In the previous section Part, 2A and also Part 2B are used to any generating information that can be with the several data and it using proper techniques of data analytics. These data analytics techniques are briefly explained in this section (Saklani and Khurana, 2019). These two parts have two most important techniques which are hypothesis techniques and linear regression models. These two techniques are described here and it is given below,

Hypothesis testing - This testing process is such a statistical form that can be inference to use the sample data to draw conclusions. It is also about the parameter of the population or the probability of population distribution. It is first with the assumption tentative that can be made with the distribution or parameter. The alternative hypothesis is initially with to predict the hypothesis relationship along the variables. These types of null hypotheses are predicted with no relationship to the variables that are interested.

Image

Figure 5: Hypothesis values

(Source: Acquired from excel)

In some cases, it can be used for p-value and it is generating the statistical test that can be guided by the decision. Most cases predetermined significant levels for rejecting some null hypothesis values that can be up to 0.05 which is there and it is less than chance at 5% that can see some results if the null hypothesis is true.

Image

Figure 6: Hypothesis values

(Source: Acquired from excel)

The simple hypothesis has specified the exact parameter value.
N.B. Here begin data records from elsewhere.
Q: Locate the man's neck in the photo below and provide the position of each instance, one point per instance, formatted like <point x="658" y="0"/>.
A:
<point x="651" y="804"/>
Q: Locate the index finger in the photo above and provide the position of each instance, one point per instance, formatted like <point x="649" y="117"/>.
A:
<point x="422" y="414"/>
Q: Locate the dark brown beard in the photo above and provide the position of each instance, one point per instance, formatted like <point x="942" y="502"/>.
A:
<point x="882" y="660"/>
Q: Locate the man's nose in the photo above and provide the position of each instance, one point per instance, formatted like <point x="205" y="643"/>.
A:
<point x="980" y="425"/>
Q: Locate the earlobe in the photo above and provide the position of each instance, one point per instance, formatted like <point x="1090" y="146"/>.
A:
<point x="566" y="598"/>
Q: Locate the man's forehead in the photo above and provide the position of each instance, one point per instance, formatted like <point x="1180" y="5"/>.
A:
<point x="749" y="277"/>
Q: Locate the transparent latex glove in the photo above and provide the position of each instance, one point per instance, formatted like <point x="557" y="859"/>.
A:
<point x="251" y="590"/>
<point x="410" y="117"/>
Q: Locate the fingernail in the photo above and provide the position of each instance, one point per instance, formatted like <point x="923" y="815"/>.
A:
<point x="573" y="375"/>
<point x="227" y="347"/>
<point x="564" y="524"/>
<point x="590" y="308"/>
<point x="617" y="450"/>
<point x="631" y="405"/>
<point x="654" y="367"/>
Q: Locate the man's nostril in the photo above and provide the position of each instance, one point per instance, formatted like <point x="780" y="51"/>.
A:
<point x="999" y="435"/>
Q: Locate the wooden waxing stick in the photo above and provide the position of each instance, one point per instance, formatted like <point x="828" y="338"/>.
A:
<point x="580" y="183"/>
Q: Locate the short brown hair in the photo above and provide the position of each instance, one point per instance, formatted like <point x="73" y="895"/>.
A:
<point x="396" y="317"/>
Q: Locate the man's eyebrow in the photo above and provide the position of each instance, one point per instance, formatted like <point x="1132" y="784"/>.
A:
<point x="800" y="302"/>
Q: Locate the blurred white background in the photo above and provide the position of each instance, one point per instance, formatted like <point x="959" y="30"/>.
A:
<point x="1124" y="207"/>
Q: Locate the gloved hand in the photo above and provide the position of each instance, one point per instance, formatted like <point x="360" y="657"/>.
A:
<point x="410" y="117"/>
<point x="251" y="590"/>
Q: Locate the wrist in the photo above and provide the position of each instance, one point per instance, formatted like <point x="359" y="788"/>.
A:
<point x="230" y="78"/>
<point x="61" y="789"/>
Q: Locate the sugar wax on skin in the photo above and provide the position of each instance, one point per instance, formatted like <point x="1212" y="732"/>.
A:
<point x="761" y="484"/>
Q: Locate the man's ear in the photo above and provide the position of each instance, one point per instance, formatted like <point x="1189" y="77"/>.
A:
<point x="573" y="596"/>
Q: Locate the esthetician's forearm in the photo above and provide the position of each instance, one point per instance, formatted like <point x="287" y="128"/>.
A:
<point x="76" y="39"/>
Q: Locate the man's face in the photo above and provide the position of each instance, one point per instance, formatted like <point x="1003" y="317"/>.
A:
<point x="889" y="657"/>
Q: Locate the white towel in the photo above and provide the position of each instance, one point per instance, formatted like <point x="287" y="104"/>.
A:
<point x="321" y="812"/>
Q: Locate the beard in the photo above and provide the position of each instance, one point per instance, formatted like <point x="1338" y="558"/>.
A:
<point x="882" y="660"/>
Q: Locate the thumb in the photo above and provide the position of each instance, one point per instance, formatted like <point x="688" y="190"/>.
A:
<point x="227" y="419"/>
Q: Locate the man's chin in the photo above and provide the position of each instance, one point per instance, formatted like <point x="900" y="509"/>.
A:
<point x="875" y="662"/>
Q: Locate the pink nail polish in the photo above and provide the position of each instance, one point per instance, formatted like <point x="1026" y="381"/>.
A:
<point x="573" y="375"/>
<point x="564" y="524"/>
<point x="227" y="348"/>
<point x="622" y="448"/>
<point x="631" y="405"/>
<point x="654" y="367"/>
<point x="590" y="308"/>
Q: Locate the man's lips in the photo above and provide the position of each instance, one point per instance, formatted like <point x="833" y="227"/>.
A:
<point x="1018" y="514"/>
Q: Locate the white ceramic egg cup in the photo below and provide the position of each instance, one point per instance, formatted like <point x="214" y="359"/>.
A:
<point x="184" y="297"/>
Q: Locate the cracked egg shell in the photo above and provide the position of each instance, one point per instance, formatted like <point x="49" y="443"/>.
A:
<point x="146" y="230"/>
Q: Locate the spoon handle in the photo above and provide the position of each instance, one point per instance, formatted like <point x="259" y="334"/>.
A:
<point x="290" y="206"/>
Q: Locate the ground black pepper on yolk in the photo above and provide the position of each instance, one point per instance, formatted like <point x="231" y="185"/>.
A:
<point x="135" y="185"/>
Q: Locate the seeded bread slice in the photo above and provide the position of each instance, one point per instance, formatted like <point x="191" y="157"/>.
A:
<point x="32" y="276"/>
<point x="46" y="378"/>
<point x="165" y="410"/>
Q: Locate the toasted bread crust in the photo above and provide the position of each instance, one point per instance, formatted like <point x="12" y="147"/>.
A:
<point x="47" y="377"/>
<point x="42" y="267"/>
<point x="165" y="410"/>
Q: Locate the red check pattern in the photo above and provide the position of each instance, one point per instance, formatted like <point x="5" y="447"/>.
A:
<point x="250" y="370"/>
It is composite with the hypothesis and it is specified with the values range. This test is mainly used to strengthen evaluation for a shred of evidence and it is provided and sample with the framework that can be made with the relation determinations in the population.

Linear relationship model - Linear regression is a tool of statistical in Excel that can be used in the model of predictive analysis to check the relationship between two data sets or variables. It can be estimated with the relationship with one or more using variables for this analysis. It is such as, it can be seen with the two different types of variables are independent as well as dependent variables.

Image

Figure 7: Linear model main equation

(Source: Acquired from excel)

The formula is Y = mX + b, in this regression interpretation coefficient slope is m, and the estimated change is that y is a unit of 1 and it is increasing with the X. The intercept interpretation parameter is b, and the estimation value is Y while X = 0.

Image

Figure 8: Linear model values

(Source: Acquired from excel)

The linear data a data that has been represented on the line graph. It means that there was seen a clear relationship between variables as well as a graph that can be shown with a straight line. The non-linear data, on other hand, is represented with the line graph. The linear model is mainly used for data prediction of a variable that can be dependent on the value and it is with other variables.

Reference List

Al‐Ghussain, L., 2019. Global warming: Review on driving forces and mitigation. Environmental Progress & Sustainable Energy38(1), pp.13-21.

Baldwin, J.W., Dessy, J.B., Vecchi, G.A. and Oppenheimer, M., 2019. Temporally compound heat wave events and global warming: an emerging hazard. Earth's Future7(4), pp.411-427.

Imada, Y., Watanabe, M., Kawase, H., Shiogama, H. and Arai, M., 2019. The July 2018 high temperature event in Japan could not have happened without human-induced global warming. Sola, pp.15A-002.

Saklani, N. and Khurana, A., 2019. Global warming: Effect on living organisms, causes and its solutions. International Journal of Engineering and Management Research.